Here in Colorado, summers are long-awaited, and then over before you know it. As we like to say, there are four seasons here: winter, winter, winter, and road construction. We’ve been blessed with a normal monsoon weather pattern lately, which has kept the irrigation flowing and the grass green. Most importantly, the county I live in is officially out of drought and we have no wildfires so far this year.
While the moisture has brought good yields in the hay fields, the price of hay is at an all time high at about $400 a ton. But honestly, it’s not that much more than it’s been in drought years when the supply is low.
Fall is when we make our annual hay purchase, so we’ve been busy shopping around this month. I am fortunate to live amid prime hay-growing country and many, many big ranches. No matter what it costs, having a year’s worth of high-quality horse hay stored in my barn is a great feeling. We are only feeding four horses this winter, but you never know when there might be another mouth to feed.
We will buy 16 tons of hay, and we’ve considered small bales, big bales and delivery cost. There are pros and cons to all. We’ve decided to try something new this year—compacted small bales, purchased in 18-bale bundles that weigh about 950 pounds. It’s pricey, at about $450/ton, but we think it will be easier to move and store. The jury’s still out—I’ll keep you posted.
My little mare, Annie, and I have both been enjoying some lazy summer days. She likes to splash in our pond, while I like to splash on the lake.

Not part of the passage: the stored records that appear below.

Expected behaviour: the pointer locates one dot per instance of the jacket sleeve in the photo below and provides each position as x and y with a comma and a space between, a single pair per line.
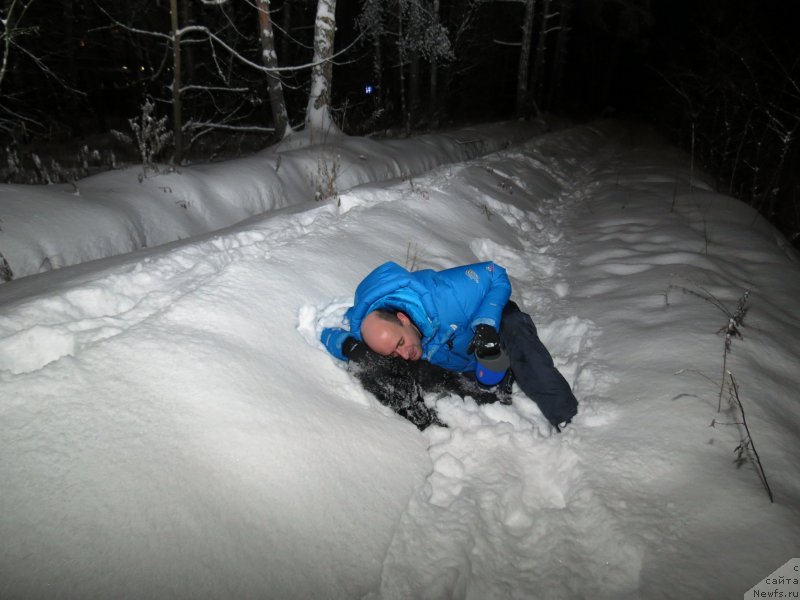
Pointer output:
479, 292
497, 294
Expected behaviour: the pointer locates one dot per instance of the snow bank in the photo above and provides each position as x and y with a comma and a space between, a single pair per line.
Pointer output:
172, 427
49, 227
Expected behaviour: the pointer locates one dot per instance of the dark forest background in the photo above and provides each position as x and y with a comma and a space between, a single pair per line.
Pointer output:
720, 78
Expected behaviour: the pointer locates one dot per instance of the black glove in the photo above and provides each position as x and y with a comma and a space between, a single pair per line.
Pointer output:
486, 341
354, 350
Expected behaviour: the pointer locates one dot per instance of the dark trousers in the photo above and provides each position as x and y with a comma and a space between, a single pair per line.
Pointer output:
533, 367
400, 384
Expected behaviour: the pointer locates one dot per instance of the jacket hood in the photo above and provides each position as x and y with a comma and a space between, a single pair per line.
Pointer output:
392, 286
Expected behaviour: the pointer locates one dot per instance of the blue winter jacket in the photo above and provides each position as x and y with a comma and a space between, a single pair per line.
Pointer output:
446, 306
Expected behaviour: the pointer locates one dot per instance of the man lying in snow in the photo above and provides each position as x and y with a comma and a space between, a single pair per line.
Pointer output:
439, 331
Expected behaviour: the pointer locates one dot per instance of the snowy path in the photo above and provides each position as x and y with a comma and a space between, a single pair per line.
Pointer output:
510, 503
171, 425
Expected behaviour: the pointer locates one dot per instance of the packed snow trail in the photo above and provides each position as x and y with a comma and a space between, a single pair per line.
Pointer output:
511, 511
171, 425
44, 227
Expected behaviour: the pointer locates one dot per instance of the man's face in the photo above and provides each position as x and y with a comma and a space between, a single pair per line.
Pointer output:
391, 339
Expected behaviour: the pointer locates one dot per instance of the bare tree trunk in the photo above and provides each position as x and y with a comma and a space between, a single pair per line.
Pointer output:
434, 83
318, 113
401, 68
559, 58
187, 52
286, 9
177, 125
377, 74
521, 107
413, 88
541, 54
280, 117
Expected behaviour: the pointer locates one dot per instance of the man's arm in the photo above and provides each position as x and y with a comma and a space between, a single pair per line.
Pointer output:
481, 289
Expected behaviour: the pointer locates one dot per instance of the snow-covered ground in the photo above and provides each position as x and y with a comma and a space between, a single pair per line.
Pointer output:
171, 427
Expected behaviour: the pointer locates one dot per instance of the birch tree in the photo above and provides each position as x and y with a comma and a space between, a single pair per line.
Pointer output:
523, 69
318, 112
280, 117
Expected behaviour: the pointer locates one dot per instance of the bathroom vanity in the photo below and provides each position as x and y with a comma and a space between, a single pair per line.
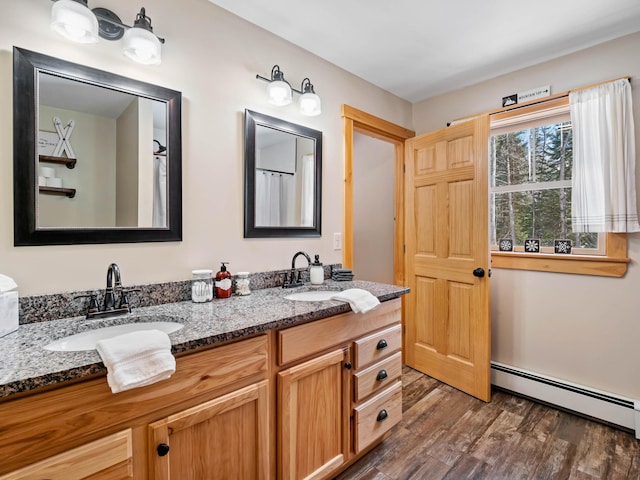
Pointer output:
300, 390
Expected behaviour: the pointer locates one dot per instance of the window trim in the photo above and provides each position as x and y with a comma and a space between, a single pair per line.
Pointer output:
612, 264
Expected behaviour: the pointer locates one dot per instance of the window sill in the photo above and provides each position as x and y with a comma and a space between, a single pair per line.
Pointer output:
578, 264
613, 264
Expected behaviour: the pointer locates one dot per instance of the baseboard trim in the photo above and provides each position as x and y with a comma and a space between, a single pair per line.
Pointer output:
604, 406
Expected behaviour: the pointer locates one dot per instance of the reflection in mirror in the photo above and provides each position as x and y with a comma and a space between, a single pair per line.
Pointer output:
282, 178
119, 175
120, 140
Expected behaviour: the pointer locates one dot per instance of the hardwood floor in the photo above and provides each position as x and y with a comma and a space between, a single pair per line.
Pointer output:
447, 434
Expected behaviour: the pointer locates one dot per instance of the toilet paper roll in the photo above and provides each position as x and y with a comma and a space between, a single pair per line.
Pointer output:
54, 182
48, 172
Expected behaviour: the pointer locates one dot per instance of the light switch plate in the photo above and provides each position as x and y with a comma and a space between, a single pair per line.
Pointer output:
337, 241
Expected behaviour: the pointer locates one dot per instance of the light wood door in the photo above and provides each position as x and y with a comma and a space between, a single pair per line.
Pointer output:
447, 315
224, 438
313, 417
108, 458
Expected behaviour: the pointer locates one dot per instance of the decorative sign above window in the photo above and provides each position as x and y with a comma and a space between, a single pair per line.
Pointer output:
522, 97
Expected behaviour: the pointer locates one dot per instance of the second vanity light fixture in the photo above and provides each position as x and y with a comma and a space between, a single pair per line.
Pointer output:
74, 20
280, 93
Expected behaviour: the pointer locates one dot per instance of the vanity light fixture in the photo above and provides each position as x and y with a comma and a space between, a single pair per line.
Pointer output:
280, 93
73, 20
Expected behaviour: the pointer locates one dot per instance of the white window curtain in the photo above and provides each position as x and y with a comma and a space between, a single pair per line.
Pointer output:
159, 215
603, 185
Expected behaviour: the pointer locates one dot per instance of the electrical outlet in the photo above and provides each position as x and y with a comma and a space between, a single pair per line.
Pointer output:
337, 241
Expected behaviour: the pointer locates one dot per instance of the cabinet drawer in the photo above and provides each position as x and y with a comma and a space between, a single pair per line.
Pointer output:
108, 457
375, 417
296, 343
377, 346
378, 376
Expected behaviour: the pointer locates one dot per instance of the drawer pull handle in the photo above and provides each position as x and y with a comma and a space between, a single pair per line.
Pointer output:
382, 416
163, 449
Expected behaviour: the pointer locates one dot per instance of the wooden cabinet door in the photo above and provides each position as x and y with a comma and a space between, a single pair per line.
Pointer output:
223, 438
447, 256
108, 458
313, 417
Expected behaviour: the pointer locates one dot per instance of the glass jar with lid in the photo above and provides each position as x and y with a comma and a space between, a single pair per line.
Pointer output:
243, 286
201, 286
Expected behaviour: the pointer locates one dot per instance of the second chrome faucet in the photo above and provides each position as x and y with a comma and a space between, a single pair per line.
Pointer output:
294, 279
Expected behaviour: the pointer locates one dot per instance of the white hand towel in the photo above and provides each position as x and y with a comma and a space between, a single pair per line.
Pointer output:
360, 300
137, 359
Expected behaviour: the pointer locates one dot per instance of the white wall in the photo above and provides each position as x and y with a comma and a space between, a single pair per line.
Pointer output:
212, 57
579, 328
373, 208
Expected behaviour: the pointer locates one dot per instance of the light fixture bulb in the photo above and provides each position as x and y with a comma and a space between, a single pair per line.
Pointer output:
279, 93
140, 44
74, 21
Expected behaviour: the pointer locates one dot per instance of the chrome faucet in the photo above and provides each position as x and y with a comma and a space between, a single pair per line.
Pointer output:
114, 284
294, 280
109, 295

Our summer hiatus is coming to a halt soon, so I am starting to work on legging her back up in preparation for my fall clinics at C Lazy U.
Don’t get me wrong, she’s fit. If I’m not riding, she still gets daily exercise free-longeing with Casper (and sometimes Mel’s horses), but nothing really replaces the conditioning that comes from a horse being saddled and ridden.
Annie would much prefer that we ride her bareback (which usually means less work for her), but she must be accustomed to the saddle and weight-bearing. When I teach at clinics, I will be riding her all day, and both of us need to be in tip-top shape for that!
As summer winds to an end, I’ll be squeezing in as much seasonal fun as I can. Beyond riding, I love to stand up paddle board, fish, and mountain bike. I live for what I call a 3-P Day—Pilates, Paddling, then Pedaling (and sometimes I substitute fishing for one of them).
In September, I’ll be back on the road for a six-week stretch teaching clinics stateside and abroad in Ireland, and doing demos and presentations at the Certified Horsemanship Association’s International Conference.
Plans for 2023 are starting to take shape, and you can always find the most up-to-date information on my public appearances and clinic schedule here. Enjoy the rest of your summer, and I hope to see you when I’m on the road!
Glad you are having great summer. I talked to you the spring about your horse Annie’s big shoulder and how I cut my saddle pad from shoulder area out from below the pad, not shim from above. Just hoping it gave some relief to Annie if you tried it.
I have to buy 21 tons for 4 horses to make sure I don’t run out if we have a dry year and the pasture doesn’t provide enough grass.